Amid the fallout and finger-pointing surrounding O.J. Simpson's hypothetical confession "If I Did It," there's one man who knows everything but has said nothing -- ghostwriter and longtime L.A.-based screenwriter Pablo Fenjves.
He was Nicole Brown Simpson's neighbor and a witness at the 1995 murder trial, the man who famously testified that he heard a dog's "plaintive wail" the night of her murder, a key plot point in the prosecution's case. Now he's at the center of the Simpson saga yet again, muzzled by a confidentiality agreement and hounded by the media and movie producers eager to tell his story.
For The Record
Los Angeles Times Tuesday November 28, 2006 Home Edition Main News Part A Page 2 National Desk 1 inches; 42 words Type of Material: Correction
Ghost writing: An article in Saturday's Calendar section about ghost writer Pablo Fenjves and O.J. Simpson reported that Fenjves wrote a book for Richard Pryor's daughter, Rain Pryor. Fenjves was involved in writing the book, but Cathy Crimmins is credited as co-author.
It's a familiar, perhaps even nostalgic, place for Fenjves, a bookish sort who during the Simpson trial couldn't step outside his own apartment without being recognized by tourists or approached by reporters. But in the last 11 years, he drifted back into the periphery of fame, penning books for Bernie Mac; Amber Frey, the ex-girlfriend of convicted murderer Scott Peterson; Richard Pryor's daughter Rain Pryor; and model turned reality show star Janice Dickinson, among others.
Fenjves never confirmed he was Simpson's ghostwriter to the National Enquirer, which five weeks ago named him in the story that broke the news of the ReganBooks/HarperCollins book. In the weeks since, his name has resurfaced in several New York newspapers, including the New York Post, which suggested he and Judith Regan were once romantic. The New York Daily News quoted him as saying only that ghostwriters were "contractually barred" from talking about their projects. And in a New Yorker article that appeared online last week, he was quoted seemingly justifying having taken the job.
"I think you'd be hard pressed to find a reporter in this country who, given the opportunity to sit down and take a confession from O.J. Simpson, no matter how oblique, would have refused to do so," Fenjves told New Yorker writer Jeffrey Toobin.
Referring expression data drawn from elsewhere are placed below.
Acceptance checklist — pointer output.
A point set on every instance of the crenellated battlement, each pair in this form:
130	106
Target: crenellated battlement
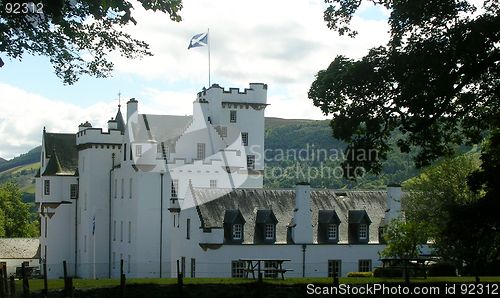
98	136
257	93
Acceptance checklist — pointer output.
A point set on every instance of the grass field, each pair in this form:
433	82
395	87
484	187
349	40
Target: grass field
37	284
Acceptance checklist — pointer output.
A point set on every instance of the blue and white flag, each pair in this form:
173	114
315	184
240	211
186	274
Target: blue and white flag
199	40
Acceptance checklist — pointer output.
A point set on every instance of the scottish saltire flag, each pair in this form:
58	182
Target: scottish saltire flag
199	40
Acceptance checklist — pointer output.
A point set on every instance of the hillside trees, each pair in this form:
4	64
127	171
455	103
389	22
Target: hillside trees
16	219
76	35
437	81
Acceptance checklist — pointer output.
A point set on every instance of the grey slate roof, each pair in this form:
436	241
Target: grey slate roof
328	216
159	127
212	204
65	146
19	248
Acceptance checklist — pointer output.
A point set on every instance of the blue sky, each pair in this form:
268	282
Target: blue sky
251	41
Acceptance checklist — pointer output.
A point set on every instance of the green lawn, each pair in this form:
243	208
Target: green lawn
37	284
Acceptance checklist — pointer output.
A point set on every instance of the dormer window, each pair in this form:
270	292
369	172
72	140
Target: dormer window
233	226
269	233
265	227
359	226
328	226
363	231
237	231
332	232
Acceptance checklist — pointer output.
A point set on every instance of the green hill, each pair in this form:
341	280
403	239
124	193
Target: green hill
30	157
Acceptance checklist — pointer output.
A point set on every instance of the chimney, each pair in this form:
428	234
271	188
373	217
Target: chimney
302	217
131	108
112	124
394	195
84	126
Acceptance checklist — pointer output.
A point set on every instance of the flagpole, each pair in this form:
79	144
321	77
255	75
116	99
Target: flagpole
208	43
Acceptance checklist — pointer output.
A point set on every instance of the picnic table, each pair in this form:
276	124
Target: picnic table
274	268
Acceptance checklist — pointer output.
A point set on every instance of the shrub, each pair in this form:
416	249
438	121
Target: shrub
388	272
359	274
441	269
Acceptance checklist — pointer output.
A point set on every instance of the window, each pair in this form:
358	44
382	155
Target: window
332	231
237	231
128	263
269	231
244	138
365	265
173	189
363	231
237	268
213	183
73	189
232	116
270	269
334	267
46	187
159	151
251	162
122	187
138	150
200	151
129	231
223	131
130	188
193	267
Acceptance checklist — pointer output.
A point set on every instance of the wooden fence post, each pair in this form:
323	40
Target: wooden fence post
68	282
12	286
45	291
122	280
180	282
3	293
26	285
5	281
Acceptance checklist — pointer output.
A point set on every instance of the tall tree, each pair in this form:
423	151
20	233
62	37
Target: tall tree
437	80
17	220
458	219
76	35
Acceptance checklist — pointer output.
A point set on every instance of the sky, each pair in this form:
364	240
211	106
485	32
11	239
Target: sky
281	43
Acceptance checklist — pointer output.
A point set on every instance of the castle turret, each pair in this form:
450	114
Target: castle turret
131	108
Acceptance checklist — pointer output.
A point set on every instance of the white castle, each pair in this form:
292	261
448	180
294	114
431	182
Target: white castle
160	189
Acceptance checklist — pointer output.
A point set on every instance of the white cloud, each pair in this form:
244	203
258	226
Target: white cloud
281	43
21	124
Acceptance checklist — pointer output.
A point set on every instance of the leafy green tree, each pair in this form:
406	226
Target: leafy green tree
2	223
439	188
404	238
460	221
17	218
436	80
76	35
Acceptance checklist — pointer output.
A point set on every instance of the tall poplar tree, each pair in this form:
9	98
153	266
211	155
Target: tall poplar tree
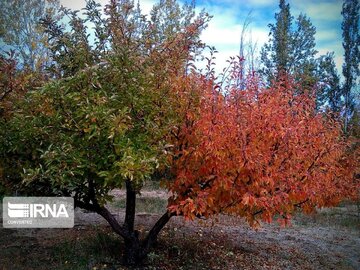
351	43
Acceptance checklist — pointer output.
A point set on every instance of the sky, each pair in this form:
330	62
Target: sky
225	27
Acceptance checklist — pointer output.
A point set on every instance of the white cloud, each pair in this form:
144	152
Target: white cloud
317	10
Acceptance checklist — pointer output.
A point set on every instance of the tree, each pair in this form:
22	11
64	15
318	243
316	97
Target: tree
275	55
141	114
329	90
20	30
259	153
351	43
106	121
291	50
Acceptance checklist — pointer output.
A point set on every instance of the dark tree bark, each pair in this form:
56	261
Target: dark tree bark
136	250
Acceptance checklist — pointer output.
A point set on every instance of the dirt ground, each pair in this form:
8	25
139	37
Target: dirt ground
321	241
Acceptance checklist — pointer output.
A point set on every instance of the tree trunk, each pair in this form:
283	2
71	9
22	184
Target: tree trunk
135	249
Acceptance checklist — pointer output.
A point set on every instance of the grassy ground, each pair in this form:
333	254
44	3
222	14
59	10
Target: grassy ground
329	239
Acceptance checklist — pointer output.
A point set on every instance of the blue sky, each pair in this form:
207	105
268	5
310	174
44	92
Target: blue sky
229	15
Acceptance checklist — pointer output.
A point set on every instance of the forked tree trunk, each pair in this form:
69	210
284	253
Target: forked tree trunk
136	250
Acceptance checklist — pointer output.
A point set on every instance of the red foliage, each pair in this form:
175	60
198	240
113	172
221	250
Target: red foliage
258	153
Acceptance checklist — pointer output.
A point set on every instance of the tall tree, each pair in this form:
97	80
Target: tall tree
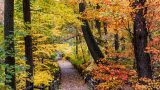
9	42
140	41
91	43
98	24
28	42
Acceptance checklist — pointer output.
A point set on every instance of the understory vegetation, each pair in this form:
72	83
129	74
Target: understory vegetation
113	43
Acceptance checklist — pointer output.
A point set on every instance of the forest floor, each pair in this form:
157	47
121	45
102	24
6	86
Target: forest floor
70	78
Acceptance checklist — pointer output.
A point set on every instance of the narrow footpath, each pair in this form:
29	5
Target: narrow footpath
70	78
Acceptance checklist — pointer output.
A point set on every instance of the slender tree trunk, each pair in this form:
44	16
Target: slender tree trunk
98	25
9	42
106	38
77	41
140	42
28	42
116	42
91	43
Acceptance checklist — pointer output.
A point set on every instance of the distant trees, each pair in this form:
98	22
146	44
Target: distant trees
9	43
91	43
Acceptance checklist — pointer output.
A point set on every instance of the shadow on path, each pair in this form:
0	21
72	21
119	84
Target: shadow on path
70	78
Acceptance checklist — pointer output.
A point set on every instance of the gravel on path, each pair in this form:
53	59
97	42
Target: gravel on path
70	78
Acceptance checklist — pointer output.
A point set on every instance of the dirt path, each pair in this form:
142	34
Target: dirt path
70	78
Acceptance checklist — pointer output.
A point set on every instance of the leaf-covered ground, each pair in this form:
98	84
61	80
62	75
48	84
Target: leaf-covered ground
70	78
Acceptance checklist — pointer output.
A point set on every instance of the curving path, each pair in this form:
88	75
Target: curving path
70	78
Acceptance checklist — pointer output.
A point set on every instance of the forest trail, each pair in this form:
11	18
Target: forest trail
70	78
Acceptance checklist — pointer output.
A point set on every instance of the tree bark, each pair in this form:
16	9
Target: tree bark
9	42
91	43
140	42
106	38
116	46
98	25
28	42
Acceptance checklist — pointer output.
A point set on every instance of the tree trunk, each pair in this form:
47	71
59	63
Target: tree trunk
106	38
9	42
28	42
140	42
98	25
116	46
91	43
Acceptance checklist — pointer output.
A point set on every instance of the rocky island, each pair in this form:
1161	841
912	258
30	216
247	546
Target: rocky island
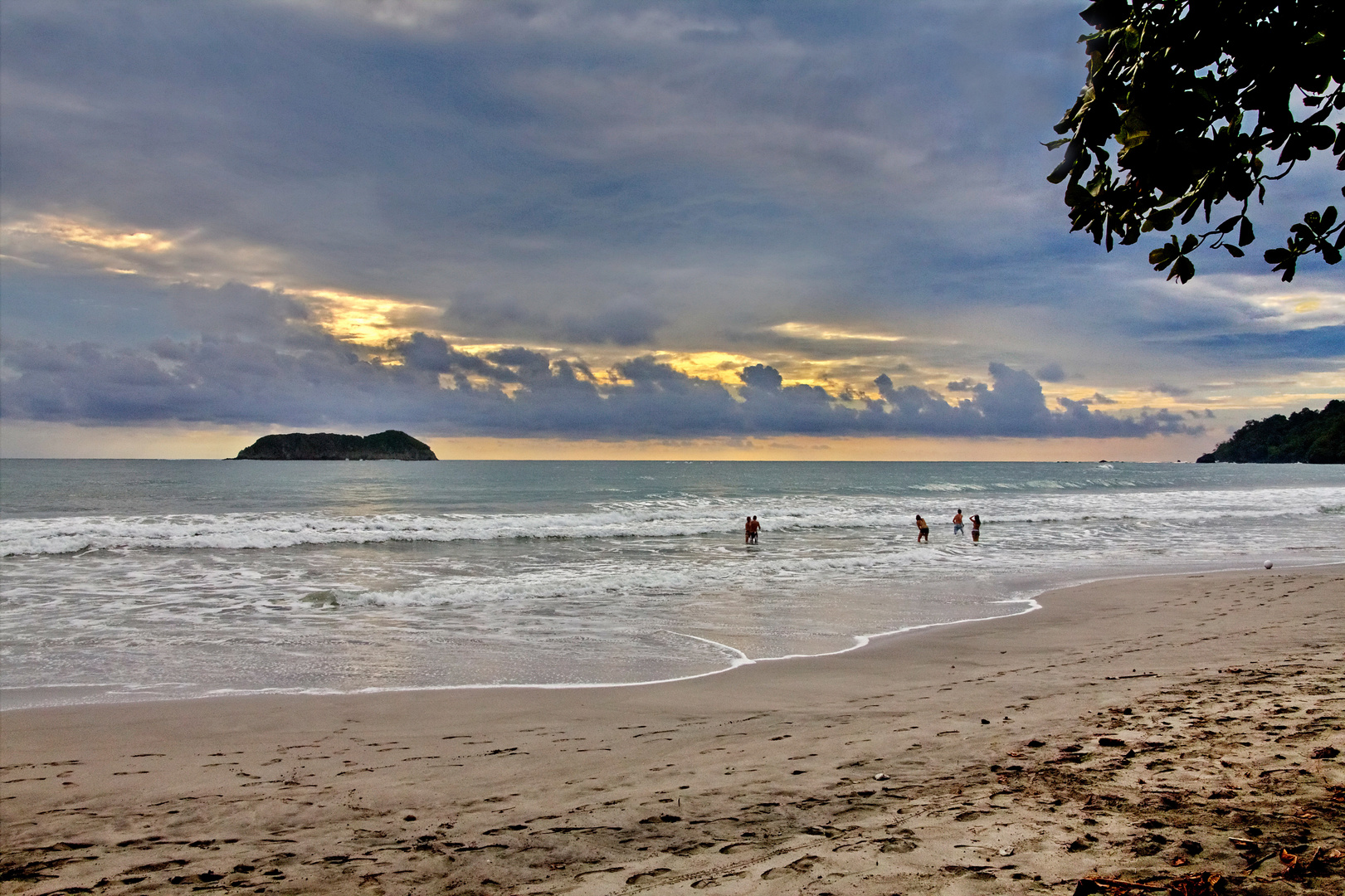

Fenjves, who as a writer has toiled in anonymity for much of his career, is reaching an almost surreal career high with a work he cannot claim as his own. Though News Corp. canceled the publication Monday -- and a Fox interview that was set to promote it -- several copies popped up on EBay two days later with one bid reaching $1 million. By Friday, however, all copies had been withdrawn from the site.